= Staterius =

Legendary king of Scotland

Staterius is a legendary king of Scotland who appears in Geoffrey of Monmouth's 12th-century pseudohistory, the De gestis Britonum. In the Latin text, he is described as rex Albaniae, "King of Scotland".

==Geoffrey of Monmouth's account==

According to Geoffrey, a period of civil war left Britain divided among five rival kings. After Dunvallo Molmutius, king of Cornwall, defeated and killed Pinner, king of Loegria, Staterius formed an alliance with Rudaucus, king of Cambria. Together they invaded Dunvallo's territories with the intention of devastating the land and its inhabitants. Dunvallo opposed them with 30,000 men, but much of the day passed without either side gaining a decisive advantage. He therefore selected 600 of his boldest soldiers and ordered them to put on the armour of slain enemy troops. Similarly disguised, Dunvallo led them into the enemy formations. When they reached the place where Staterius and Rudaucus were stationed, they attacked and killed both kings. Fearing that his own troops might mistake him for an enemy, Dunvallo resumed his original armour and renewed the attack. He defeated the remaining forces and subsequently conquered the territories of the two dead kings, thereby establishing his rule over the whole island of Britain.

==Origin of the name==

The medievalist Ben Guy identifies Staterius as one of several figures whose names Geoffrey derived from the Harleian genealogies. The forms Pincr and Stater occur in the remote generations of a pedigree of the kings of Dyfed.
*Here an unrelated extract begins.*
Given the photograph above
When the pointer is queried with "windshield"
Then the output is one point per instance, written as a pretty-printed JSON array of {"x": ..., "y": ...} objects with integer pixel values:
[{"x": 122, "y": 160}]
According to Guy, these were not originally personal names but Latin titles: pincerna, meaning "cupbearer", and stator, meaning "magistrate's marshal". Geoffrey transformed them into the rival kings Pinner and Staterius.

Staterius is distinct from Stater, a separate figure who appears much later in Geoffrey's narrative among the rulers attending King Arthur's court at Caerleon. Stater is king of the Demetae (South Wales).

==Later reception and interpretation==

The 14th-century Middle English Castleford's Chronicle retells the story of Staterius, describing him as king of Albany and one of the five rulers among whom Britain was divided. He and Rudaucus are killed after Dunvallo and his men enter the enemy army wearing captured armour.

Paul Russell has compared this stratagem with an episode in book 2 of Virgil's Aeneid, in which Aeneas and his companions disguise themselves in Greek armour. Russell interprets Dunvallo's decision to change back into his own armour as an allusion to the failure of the comparable Trojan stratagem in the Aeneid.